In Claude Code, your usage data lives in ~/.claude/stats-cache.json. Open the file, copy the entire JSON, paste it into the tool above. Everything runs in your browser — no upload, no server, no account. The output is a shareable card with your token totals, model split, peak coding days, and cache efficiency.

How is Claude Code priced? +

Token-based: input tokens (context you send), output tokens (model's response), cache writes (stored at full input rate), and cache reads (10% of input rate). Heavy users see most of their savings come from the gap between cache writes and cache reads — the system prompt, large files, and project context get cached once and read many times.

What is a good cache hit ratio? +

Above 50% on a typical day is good; above 70% is excellent. The ratio is cache_read_input_tokens / (cache_read + cache_creation_input_tokens). Low cache hits mean you are recomputing context every turn. Common cause: dynamic content (timestamps, random data) at the top of the prompt forcing cache invalidation.

When should I use Opus vs Sonnet vs Haiku? +

Opus 4.X for hard reasoning, novel architecture, complex debugging, ambiguous spec interpretation. Sonnet 4.6 for the bulk of routine coding work — it is fast, cheap, and competitive with Opus on most well-scoped tasks. Haiku 4.5 for cheap fast edits, simple file operations, formatting tasks. Most users overuse Opus by 2–3×.

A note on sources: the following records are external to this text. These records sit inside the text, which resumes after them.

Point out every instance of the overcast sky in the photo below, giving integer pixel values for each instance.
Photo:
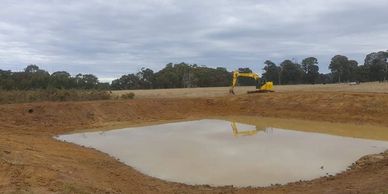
(112, 38)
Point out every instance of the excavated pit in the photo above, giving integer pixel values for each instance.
(220, 152)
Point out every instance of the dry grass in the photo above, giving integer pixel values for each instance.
(9, 97)
(374, 87)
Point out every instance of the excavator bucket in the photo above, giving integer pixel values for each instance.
(267, 87)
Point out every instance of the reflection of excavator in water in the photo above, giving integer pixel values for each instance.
(238, 133)
(261, 85)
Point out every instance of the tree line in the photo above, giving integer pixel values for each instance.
(183, 75)
(33, 78)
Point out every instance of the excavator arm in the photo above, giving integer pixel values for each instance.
(262, 87)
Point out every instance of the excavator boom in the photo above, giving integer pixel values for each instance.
(262, 87)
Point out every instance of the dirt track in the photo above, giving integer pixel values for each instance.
(32, 161)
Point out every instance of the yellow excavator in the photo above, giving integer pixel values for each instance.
(252, 132)
(261, 85)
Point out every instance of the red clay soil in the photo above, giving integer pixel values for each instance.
(31, 161)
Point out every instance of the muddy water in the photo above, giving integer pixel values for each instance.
(218, 152)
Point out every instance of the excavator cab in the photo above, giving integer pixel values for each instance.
(262, 85)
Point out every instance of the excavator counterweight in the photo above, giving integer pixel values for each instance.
(261, 86)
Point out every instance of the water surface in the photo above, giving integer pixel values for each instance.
(218, 152)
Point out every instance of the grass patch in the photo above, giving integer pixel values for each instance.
(129, 95)
(56, 95)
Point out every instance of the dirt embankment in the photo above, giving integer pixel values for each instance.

Is tokenmaxxing only for Claude? +

No, the principles transfer. OpenAI, Gemini, xAI, and most major providers expose similar primitives: prompt caching, multi-tier model families, long-context windows. The concrete numbers and tool integrations differ, but the optimization patterns are the same: cache stable context, route by task complexity, parallelize independent calls, calibrate prompt size.

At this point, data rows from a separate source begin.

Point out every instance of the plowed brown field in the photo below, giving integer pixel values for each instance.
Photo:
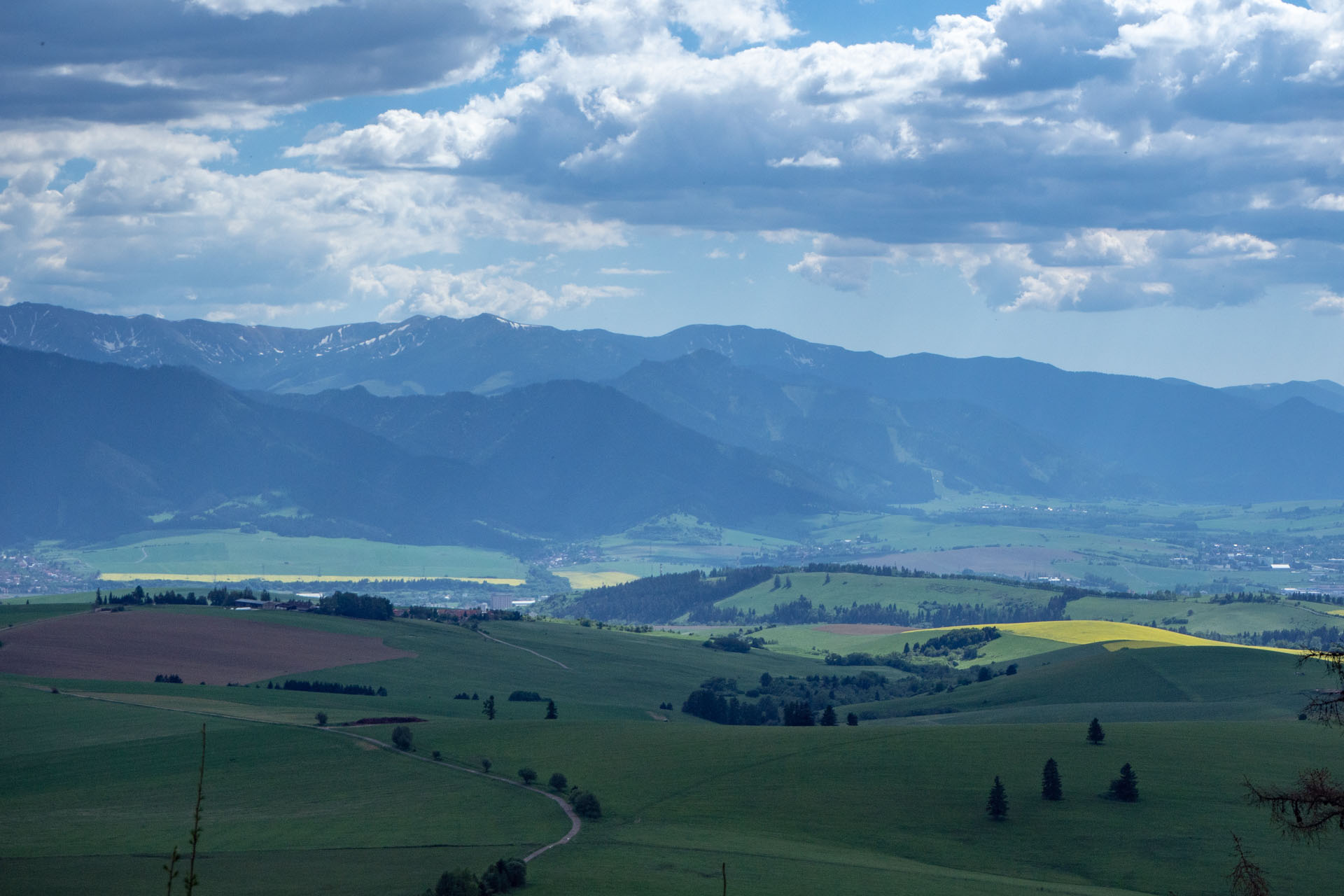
(214, 648)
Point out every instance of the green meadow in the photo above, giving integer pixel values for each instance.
(260, 554)
(100, 778)
(843, 590)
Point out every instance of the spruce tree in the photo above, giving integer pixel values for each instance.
(1126, 786)
(1050, 783)
(997, 805)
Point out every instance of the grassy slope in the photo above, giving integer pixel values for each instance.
(1200, 615)
(241, 554)
(907, 594)
(790, 811)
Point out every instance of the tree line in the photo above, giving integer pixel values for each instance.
(330, 687)
(359, 606)
(663, 598)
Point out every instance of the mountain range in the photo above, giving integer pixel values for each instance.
(488, 431)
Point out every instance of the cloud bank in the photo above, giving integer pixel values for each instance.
(1060, 155)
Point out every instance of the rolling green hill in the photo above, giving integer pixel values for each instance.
(102, 773)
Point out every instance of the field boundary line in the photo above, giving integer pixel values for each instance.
(575, 824)
(488, 637)
(913, 864)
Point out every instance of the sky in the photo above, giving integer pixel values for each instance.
(1149, 187)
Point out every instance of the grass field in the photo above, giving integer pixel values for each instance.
(237, 555)
(904, 593)
(594, 580)
(102, 790)
(1202, 615)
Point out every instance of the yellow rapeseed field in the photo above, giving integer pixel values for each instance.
(596, 580)
(252, 577)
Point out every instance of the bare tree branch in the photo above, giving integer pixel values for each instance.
(1246, 878)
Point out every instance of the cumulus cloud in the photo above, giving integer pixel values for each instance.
(1079, 155)
(496, 289)
(1328, 304)
(153, 219)
(1112, 143)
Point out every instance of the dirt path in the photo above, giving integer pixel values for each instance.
(575, 824)
(518, 648)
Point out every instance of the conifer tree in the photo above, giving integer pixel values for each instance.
(1050, 783)
(997, 805)
(1126, 786)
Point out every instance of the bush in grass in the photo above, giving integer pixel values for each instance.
(503, 876)
(456, 883)
(588, 806)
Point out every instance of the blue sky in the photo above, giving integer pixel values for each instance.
(1148, 187)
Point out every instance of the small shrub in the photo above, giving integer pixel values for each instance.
(588, 806)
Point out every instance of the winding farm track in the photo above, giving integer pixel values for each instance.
(518, 648)
(575, 824)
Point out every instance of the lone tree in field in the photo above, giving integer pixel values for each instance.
(1126, 788)
(588, 806)
(997, 805)
(1050, 785)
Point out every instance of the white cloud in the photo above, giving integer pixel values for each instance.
(1078, 155)
(254, 7)
(811, 159)
(848, 274)
(1328, 304)
(495, 290)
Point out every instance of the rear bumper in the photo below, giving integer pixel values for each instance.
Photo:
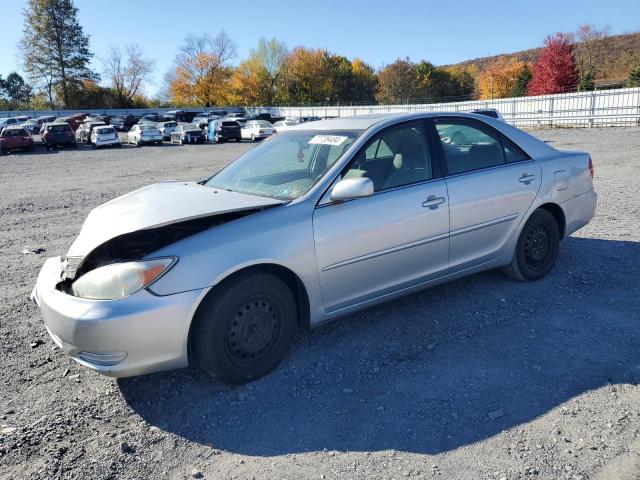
(104, 143)
(579, 211)
(138, 334)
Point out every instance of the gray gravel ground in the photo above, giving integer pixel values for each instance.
(482, 378)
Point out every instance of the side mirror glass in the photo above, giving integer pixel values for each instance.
(351, 188)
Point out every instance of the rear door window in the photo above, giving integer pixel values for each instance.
(469, 145)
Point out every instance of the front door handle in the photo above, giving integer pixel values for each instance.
(432, 202)
(527, 179)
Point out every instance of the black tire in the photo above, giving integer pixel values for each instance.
(244, 328)
(537, 248)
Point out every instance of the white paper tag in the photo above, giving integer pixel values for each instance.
(327, 140)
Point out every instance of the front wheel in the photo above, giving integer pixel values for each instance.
(537, 248)
(244, 328)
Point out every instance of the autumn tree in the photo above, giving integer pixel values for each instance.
(54, 47)
(586, 39)
(397, 82)
(365, 81)
(14, 92)
(634, 76)
(257, 80)
(462, 80)
(500, 79)
(521, 85)
(306, 80)
(555, 71)
(202, 72)
(127, 73)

Where does the term come from? +

A self-aware extension of the maxxing suffix to engineering culture, circa 2025. Originated in AI-engineering Twitter and Cursor / Claude Code communities as a half-ironic counterpart to looksmaxxing. The number-go-up dynamic of token dashboards proved irresistible to the same brain that fills 12-step skincare regimens.

Do you store my stats? +

No. The tool runs 100% client-side in your browser. Your stats-cache.json never leaves the page. If you save a final score to your account, only the aggregate metric is stored — not the underlying data.